South Carolina governor Nikki Haley has approved a state budgetary item requiring two state-funded colleges to teach about the nation's founding documents - a requirement that's basically a penalty for the schools having included LGBT-themed books on student reading lists.
Haley upheld the requirement Thursday while vetoing several other items in the budget, reports South Carolina newspaper The State. It mandates that the College of Charleston and the University of South Carolina Upstate spend $52,000 and $17,000, respectively, on curricula regarding the U.S. Constitution and other founding documents, "including the study of and devotion to American institutions and ideals."
Those amounts reflect the funds each school spent on LGBT-themed materials. Last year the College of Charleston had put lesbian cartoonist Alison Bechdel's acclaimed graphic memoir Fun Home: A Family Tragicomic on its optional freshman reading list, and USC Upstate assigned gay poet and professor Ed Madden's Out Loud: The Best of Rainbow Radio as summer reading for its English 101 course.

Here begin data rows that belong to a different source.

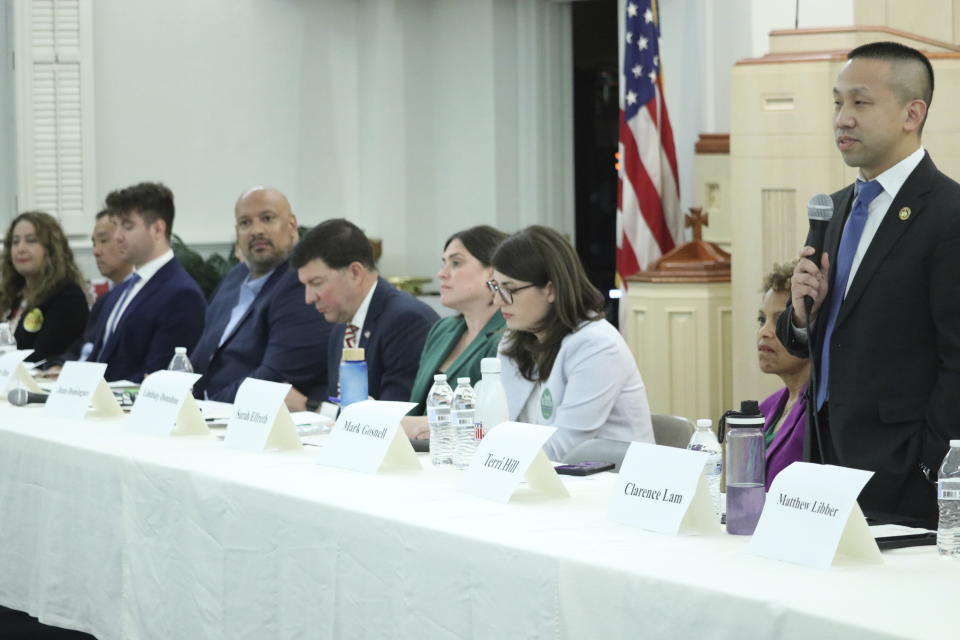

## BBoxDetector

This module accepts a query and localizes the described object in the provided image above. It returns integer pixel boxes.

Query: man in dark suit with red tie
[288,219,439,409]
[777,42,960,526]
[90,182,207,382]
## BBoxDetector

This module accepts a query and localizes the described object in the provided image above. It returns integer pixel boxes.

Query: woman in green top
[403,225,507,438]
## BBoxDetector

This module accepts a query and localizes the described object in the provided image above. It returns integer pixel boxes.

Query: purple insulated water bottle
[722,400,766,535]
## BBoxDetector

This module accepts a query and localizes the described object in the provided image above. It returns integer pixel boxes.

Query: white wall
[88,0,573,275]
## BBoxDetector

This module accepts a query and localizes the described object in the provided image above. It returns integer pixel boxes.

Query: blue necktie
[817,180,883,409]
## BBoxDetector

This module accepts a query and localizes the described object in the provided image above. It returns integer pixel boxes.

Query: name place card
[609,442,720,535]
[223,378,303,451]
[460,422,570,503]
[127,370,210,436]
[750,462,883,569]
[319,400,423,473]
[0,349,43,401]
[44,362,123,419]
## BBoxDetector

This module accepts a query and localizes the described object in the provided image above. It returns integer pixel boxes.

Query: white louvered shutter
[15,0,96,235]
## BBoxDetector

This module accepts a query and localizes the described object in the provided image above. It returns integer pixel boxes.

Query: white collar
[348,280,377,332]
[861,147,926,198]
[134,249,173,286]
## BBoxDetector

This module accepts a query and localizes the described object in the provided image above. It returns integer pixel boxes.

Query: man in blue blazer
[90,182,207,382]
[290,219,439,408]
[190,187,331,402]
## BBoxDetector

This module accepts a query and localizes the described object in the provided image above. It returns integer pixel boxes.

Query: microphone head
[807,193,833,222]
[7,387,30,407]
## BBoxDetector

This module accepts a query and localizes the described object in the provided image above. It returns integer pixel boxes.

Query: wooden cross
[683,207,710,242]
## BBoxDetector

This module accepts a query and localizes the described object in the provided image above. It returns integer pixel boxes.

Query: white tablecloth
[0,405,960,640]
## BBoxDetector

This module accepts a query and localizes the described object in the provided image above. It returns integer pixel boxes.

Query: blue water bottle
[340,348,369,407]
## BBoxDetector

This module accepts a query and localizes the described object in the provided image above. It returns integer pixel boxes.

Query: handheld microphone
[803,193,833,322]
[7,388,50,407]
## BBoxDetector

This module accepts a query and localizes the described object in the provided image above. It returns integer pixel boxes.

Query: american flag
[617,0,683,286]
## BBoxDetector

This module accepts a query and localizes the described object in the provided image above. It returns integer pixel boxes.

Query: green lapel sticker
[540,388,553,420]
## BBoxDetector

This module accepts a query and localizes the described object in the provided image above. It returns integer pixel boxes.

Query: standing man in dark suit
[90,182,207,382]
[777,42,960,526]
[190,187,331,402]
[290,219,439,408]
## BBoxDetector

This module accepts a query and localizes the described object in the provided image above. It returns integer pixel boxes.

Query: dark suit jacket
[319,278,440,402]
[90,258,207,382]
[13,281,89,362]
[777,155,960,523]
[190,262,332,402]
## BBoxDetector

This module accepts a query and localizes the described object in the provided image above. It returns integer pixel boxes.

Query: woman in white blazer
[487,226,653,460]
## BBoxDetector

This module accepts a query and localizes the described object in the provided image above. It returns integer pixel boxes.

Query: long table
[0,405,948,640]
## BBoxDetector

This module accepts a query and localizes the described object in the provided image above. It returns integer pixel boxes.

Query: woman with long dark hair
[403,225,507,439]
[0,211,90,361]
[488,226,653,460]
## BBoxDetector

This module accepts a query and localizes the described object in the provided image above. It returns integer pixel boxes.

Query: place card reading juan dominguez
[0,349,43,400]
[223,378,303,451]
[460,422,570,502]
[44,362,123,419]
[609,442,720,535]
[127,371,210,436]
[750,462,883,569]
[318,400,423,473]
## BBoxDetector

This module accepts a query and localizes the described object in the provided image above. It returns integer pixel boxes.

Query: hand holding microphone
[790,193,833,328]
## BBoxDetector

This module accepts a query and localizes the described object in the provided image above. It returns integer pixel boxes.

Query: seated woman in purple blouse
[757,264,810,491]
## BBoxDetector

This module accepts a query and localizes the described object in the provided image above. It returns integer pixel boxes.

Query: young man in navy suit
[290,219,439,409]
[90,182,207,382]
[190,187,331,402]
[777,42,960,527]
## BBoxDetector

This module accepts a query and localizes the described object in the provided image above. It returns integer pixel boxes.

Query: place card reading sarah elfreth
[318,400,423,473]
[223,378,303,451]
[44,362,123,419]
[609,442,720,535]
[0,349,43,400]
[460,422,570,502]
[127,371,210,436]
[750,462,883,569]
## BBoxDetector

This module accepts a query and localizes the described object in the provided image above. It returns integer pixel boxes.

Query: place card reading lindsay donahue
[127,370,210,436]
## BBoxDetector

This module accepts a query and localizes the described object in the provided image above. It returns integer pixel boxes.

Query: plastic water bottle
[167,347,193,373]
[937,440,960,558]
[340,347,370,407]
[722,400,767,535]
[427,373,453,467]
[0,322,17,356]
[474,358,510,440]
[687,418,723,521]
[450,378,478,469]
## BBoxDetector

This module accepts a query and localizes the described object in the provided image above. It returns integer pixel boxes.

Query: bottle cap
[480,358,500,373]
[341,347,364,362]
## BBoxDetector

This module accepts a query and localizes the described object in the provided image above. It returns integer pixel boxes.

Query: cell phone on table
[554,462,616,476]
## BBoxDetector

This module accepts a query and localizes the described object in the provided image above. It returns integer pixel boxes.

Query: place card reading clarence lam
[318,400,423,473]
[610,442,720,535]
[0,349,43,400]
[750,462,883,569]
[44,362,123,419]
[127,371,210,436]
[223,378,303,451]
[460,422,570,502]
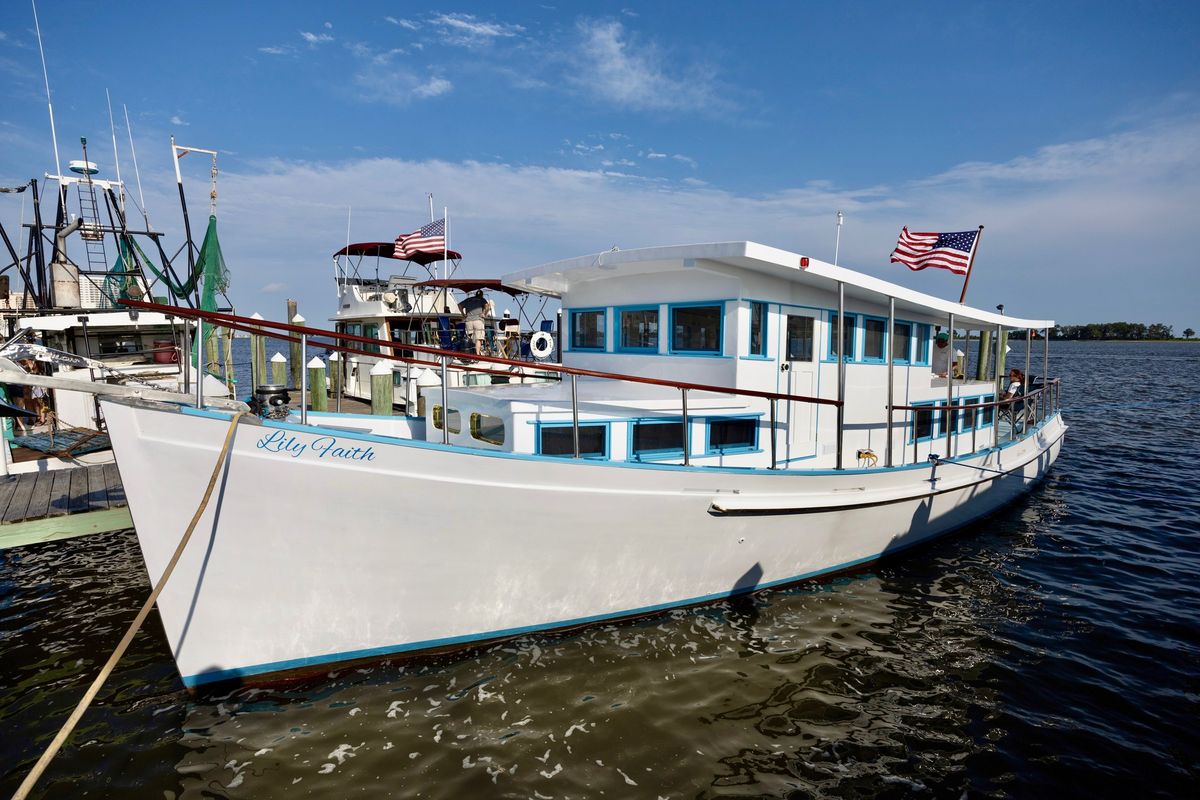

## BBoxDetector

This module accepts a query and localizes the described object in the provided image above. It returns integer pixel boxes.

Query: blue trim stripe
[180,405,1062,477]
[182,453,1060,688]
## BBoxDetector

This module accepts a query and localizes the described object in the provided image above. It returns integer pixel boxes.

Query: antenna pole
[30,0,67,206]
[104,89,123,214]
[121,103,150,230]
[833,211,846,266]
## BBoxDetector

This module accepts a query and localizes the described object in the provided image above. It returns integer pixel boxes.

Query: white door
[776,307,817,465]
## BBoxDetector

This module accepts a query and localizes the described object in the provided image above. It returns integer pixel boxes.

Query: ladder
[79,139,108,272]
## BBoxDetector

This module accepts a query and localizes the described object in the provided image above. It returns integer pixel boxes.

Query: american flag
[892,225,979,275]
[396,219,446,258]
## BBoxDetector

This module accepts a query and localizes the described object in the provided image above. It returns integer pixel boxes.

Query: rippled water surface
[0,343,1200,798]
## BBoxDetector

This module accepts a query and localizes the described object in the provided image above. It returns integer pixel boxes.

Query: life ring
[529,331,554,359]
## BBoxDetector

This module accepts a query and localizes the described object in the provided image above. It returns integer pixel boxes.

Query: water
[0,343,1200,798]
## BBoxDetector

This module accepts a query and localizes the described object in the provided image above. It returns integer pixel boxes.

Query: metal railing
[888,378,1062,464]
[121,300,845,469]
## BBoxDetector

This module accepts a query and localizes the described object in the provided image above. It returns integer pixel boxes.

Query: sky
[0,0,1200,335]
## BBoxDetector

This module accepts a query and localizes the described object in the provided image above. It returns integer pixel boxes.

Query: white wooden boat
[102,242,1067,687]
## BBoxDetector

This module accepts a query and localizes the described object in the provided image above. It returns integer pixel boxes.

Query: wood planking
[0,464,126,523]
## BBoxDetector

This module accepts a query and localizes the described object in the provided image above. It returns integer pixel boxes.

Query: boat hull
[104,401,1066,686]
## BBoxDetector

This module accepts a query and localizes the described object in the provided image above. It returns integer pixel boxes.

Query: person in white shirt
[930,331,950,378]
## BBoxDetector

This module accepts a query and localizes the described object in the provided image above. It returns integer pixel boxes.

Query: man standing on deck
[461,289,492,355]
[930,331,950,378]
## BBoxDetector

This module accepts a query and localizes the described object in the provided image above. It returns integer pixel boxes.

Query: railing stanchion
[571,373,580,458]
[770,397,779,469]
[942,313,966,458]
[883,297,896,467]
[439,355,450,445]
[300,333,308,425]
[991,324,1004,447]
[194,317,205,408]
[679,386,691,467]
[838,281,846,469]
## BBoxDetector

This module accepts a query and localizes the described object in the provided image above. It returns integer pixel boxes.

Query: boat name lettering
[256,431,374,461]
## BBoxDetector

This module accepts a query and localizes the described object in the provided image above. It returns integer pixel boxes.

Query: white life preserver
[529,331,554,359]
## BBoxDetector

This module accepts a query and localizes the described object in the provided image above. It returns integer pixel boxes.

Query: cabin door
[775,307,817,465]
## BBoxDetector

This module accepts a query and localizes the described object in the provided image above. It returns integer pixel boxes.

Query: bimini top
[334,241,462,266]
[502,241,1054,330]
[415,278,528,297]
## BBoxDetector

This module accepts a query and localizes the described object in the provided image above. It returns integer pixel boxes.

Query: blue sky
[0,0,1200,333]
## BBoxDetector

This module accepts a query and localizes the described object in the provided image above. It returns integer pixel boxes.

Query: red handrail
[120,300,842,407]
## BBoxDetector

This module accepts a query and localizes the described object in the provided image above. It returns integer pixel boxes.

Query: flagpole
[959,225,983,305]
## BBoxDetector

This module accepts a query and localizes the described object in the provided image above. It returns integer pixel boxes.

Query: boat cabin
[418,242,1054,469]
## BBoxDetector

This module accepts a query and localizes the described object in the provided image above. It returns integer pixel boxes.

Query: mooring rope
[12,411,248,800]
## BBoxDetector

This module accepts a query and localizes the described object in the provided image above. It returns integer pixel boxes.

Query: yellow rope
[12,411,247,800]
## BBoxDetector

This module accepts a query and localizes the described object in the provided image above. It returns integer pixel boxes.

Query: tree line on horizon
[1051,323,1196,341]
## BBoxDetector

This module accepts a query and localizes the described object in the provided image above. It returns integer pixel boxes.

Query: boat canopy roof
[416,278,529,297]
[502,241,1055,330]
[334,241,462,266]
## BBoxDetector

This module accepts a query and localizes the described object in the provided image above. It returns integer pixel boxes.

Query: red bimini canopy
[334,241,462,266]
[416,278,528,297]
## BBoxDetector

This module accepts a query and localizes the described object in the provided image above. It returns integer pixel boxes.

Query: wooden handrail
[892,378,1062,414]
[120,300,842,407]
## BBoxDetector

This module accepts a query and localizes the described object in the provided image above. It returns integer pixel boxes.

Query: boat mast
[30,0,67,208]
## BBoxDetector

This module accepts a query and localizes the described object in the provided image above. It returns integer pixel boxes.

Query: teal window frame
[569,308,608,353]
[667,300,725,356]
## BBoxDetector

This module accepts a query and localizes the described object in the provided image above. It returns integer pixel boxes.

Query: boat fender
[529,331,554,359]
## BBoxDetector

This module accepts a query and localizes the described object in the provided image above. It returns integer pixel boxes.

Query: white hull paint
[103,401,1066,686]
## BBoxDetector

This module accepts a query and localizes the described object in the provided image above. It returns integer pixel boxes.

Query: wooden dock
[0,464,133,549]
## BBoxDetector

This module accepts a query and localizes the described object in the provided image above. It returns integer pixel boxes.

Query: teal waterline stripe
[180,405,1061,477]
[175,473,1045,688]
[182,551,883,688]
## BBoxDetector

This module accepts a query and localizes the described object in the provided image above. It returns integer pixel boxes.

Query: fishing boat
[102,241,1067,687]
[0,131,232,470]
[330,241,557,409]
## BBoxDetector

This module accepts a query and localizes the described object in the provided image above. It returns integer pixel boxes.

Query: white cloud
[114,120,1200,330]
[430,13,524,47]
[349,44,454,107]
[568,20,730,110]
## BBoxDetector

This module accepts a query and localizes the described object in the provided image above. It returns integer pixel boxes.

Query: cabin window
[538,425,608,458]
[618,306,659,353]
[706,417,758,453]
[787,314,816,361]
[959,397,979,431]
[671,305,721,355]
[863,317,888,361]
[913,325,929,365]
[362,323,379,353]
[936,402,954,437]
[979,395,996,428]
[912,404,934,440]
[571,308,605,350]
[629,420,683,461]
[892,323,912,363]
[470,411,504,445]
[750,302,767,356]
[829,314,854,361]
[433,405,462,433]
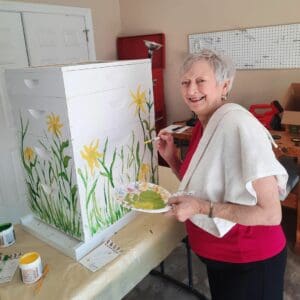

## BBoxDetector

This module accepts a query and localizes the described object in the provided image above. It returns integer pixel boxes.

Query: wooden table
[173,121,300,255]
[270,130,300,255]
[0,167,186,300]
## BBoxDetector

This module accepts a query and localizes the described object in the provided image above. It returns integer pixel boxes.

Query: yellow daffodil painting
[24,147,35,161]
[47,113,63,135]
[19,80,158,241]
[80,140,103,176]
[130,85,147,114]
[20,113,83,239]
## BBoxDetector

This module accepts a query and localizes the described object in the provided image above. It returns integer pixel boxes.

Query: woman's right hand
[156,130,177,163]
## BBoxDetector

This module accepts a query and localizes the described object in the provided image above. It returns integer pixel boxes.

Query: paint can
[19,252,43,284]
[0,223,16,248]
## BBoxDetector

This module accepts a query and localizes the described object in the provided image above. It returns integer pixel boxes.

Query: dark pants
[199,247,287,300]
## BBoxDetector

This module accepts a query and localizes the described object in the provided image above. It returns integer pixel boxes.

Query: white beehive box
[6,59,157,258]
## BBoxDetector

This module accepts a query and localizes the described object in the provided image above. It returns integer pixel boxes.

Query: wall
[12,0,121,60]
[120,0,300,122]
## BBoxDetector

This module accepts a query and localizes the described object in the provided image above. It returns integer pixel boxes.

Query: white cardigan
[179,103,288,237]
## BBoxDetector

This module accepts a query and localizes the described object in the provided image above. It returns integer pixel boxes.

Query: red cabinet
[117,33,166,132]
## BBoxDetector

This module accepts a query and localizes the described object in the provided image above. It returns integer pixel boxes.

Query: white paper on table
[79,240,121,272]
[162,124,190,133]
[0,258,19,284]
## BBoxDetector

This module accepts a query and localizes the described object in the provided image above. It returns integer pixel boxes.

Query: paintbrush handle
[34,264,49,294]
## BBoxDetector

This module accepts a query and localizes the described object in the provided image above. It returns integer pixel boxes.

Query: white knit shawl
[179,103,288,237]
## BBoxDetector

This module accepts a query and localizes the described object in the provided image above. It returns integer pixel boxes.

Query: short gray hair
[180,48,235,92]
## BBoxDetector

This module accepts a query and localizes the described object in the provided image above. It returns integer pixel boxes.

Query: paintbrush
[144,136,160,144]
[34,264,49,294]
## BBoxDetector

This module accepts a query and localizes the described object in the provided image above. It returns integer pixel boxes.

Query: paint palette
[115,182,171,213]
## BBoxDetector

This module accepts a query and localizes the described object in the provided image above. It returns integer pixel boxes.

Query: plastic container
[19,252,43,284]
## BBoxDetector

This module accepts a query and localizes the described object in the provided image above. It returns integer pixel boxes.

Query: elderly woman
[157,49,287,300]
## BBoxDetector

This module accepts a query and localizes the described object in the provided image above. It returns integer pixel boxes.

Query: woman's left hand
[166,196,209,222]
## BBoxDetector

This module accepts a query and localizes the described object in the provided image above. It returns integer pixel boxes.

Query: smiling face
[181,60,228,123]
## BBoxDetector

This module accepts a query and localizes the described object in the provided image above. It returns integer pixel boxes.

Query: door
[0,11,28,223]
[23,12,89,66]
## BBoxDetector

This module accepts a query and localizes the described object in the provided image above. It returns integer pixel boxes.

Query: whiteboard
[189,24,300,69]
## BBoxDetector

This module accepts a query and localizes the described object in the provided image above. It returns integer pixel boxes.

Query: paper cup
[0,223,15,248]
[19,252,43,284]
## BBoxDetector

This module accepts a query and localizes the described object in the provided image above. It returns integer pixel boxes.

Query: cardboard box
[281,83,300,134]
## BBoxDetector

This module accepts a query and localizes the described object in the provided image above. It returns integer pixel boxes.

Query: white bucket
[0,223,15,248]
[19,252,43,284]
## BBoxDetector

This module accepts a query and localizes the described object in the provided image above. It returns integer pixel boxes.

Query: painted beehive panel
[7,60,157,240]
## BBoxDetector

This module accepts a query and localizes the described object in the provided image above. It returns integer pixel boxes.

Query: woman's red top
[180,122,286,263]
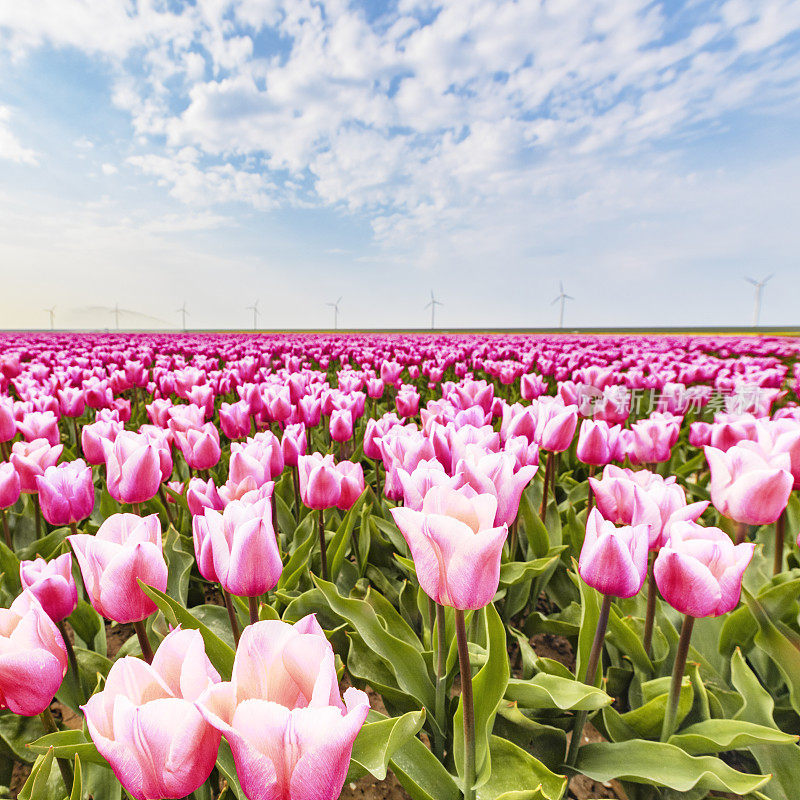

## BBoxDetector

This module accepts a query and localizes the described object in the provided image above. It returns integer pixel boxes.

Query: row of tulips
[0,336,800,800]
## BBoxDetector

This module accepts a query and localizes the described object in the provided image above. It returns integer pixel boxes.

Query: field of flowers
[0,334,800,800]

The state House of Representatives had voted in March to cut the schools' budgets by those amounts, but in May the State Senate restored the funding, with the requirement for teaching about the founding documents, and the House agreed to the move. The provision also allows students to opt out of studying material they find "objectionable based on a sincerely held religious, moral, or cultural belief." The budget goes into effect July 1.
A coalition of organizations, including the American Civil Liberties Union of South Carolina, the Modern Language Association, the National Coalition Against Censorship, and the American Association of University Professors, put out a statement Friday condemning the legislation. "The version enacted poses exactly the same concerns as the initially proposed cuts: it represents unwarranted political interference with academic freedom and undermines the integrity of the higher education system in South Carolina," it reads in part, adding that the measure "is potentially crippling to a democratic and globally competitive college education."